Dövizdeki dalgalanma fırsatçılığa mı dönüşüyor?
Kayserili Finans Profesörü Derviş Boztosun enflasyon ve döviz kurundaki dalgalanmalarla ilgili olarak işletmelerin kendi itibarlarını nasıl zedelediğini açıkladı. Detaylar haber bülteninde...
Kayserili Finans Profesörü Derviş Boztosun, artan enflasyon ve döviz kuru dalgalanmalarının vatandaşın alım gücünü olumsuz etkilemeye devam ettiğini ifade ederek, bazı işletmelerin bu durumu fırsat bilerek gerçekleştirdiği fahiş zamların hem tüketiciyi mağdur ettiğini hem de işletmelerin uzun vadeli itibarını zedelediğini söyledi.
Profesör Boztosun yaptığı açıklamada şu ifadelere yer verdi: "Günümüzün en yakıcı ekonomik sorunlarından biri olan enflasyon, döviz kurundaki dalgalanmalarla birlikte vatandaşın cebini ve geleceğini derinden sarsmaya devam ediyor. Bu sarmalın yarattığı belirsizlik ortamında, ticari hayatta kendini gösteren ahlaki erozyon, sorunun vahametini daha da artırıyor.
Döviz kurlarındaki hızlı yükselişler, ithal girdi kullanan birçok sektörde maliyetleri artırıyor. Bu durum, kaçınılmaz olarak mal ve hizmet fiyatlarına yansıyor ve enflasyonist baskıyı körüklüyor. Ancak bu noktada, bazı işletmelerin etik sınırları zorladığına üzülerek şahit oluyoruz. Dövizdeki artışı bahane ederek, maliyetlerindeki artışın çok ötesinde fahiş zamlar yapmak, stokçulukla yapay kıtlık oluşturmak ve bu durumdan haksız kazanç elde etmeye çalışmak, sadece tüketicinin değil, uzun vadede işletmelerin de itibarını zedeliyor.

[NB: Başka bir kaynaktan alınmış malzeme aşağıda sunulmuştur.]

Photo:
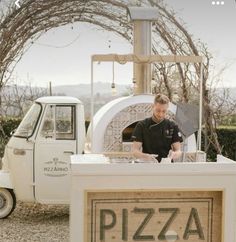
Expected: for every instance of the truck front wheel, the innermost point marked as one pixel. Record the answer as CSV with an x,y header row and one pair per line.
x,y
7,202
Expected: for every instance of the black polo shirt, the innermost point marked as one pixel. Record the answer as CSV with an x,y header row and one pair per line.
x,y
156,138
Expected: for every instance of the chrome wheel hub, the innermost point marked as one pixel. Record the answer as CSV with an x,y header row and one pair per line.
x,y
2,201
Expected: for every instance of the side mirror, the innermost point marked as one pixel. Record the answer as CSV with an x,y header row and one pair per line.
x,y
12,132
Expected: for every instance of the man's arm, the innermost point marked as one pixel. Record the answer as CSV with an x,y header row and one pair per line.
x,y
136,149
176,151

Oysa ticaret, güven ve adalet esasına dayanır. Alıcı ile satıcı arasındaki dürüst ilişki, ekonomik istikrarın da temelini oluşturur. Döviz kurundaki oynaklığın yarattığı bu zorlu ortamda, ticari aktörlerin daha da dikkatli ve sorumlu davranması beklenir. Maliyetlerdeki gerçek artışları şeffaf bir şekilde yansıtmak, spekülatif fiyatlandırmadan kaçınmak ve uzun vadeli müşteri memnuniyetini ön planda tutmak, ahlaklı ticaretin vazgeçilmez unsurlarıdır.
Devletin enflasyon ve döviz kuru istikrarını sağlama çabaları kadar, işletmelerin sergileyeceği ahlaklı duruş da hayati önem taşıyor. Rekabetin adil olması, tüketici haklarına saygı duyulması, fiyatlandırmada şeffaflık ve dürüstlük ilkelerine bağlı kalınması, bu ekonomik girdabın toplumsal maliyetini düşürecektir. Aksi takdirde, dövizdeki her yükselişin fırsat bilinerek yapılan orantısız zamlar, toplumun ekonomik dengesini bozacak ve güven ilişkisini zedeleyecektir.

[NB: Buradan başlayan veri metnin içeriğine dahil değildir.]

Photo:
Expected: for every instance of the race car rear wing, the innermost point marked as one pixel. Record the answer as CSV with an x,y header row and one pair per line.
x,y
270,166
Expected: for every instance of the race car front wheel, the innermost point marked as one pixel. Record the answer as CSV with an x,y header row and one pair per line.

Unutmamalıyız ki, ekonomik zorluklar karşısında gösterilecek ahlaklı davranışlar, sadece bireysel vicdanımızı rahatlatmakla kalmaz, aynı zamanda toplumsal dayanışmayı güçlendirir ve ekonomik istikrarın yeniden tesis edilmesine katkı sağlar. Vicdan terazisi, sadece kur farklarını ve fiyat etiketlerini değil, aynı zamanda insanlığı ve adaleti de tartmalıdır. Enflasyon ve döviz kuru sarmalıyla mücadele sadece ekonomik bir politika meselesi değil, aynı zamanda ahlaki bir sorumluluktur. Bu zorlu süreçten alnımızın akıyla çıkmak, hepimizin ortak gayretiyle mümkün olacaktır.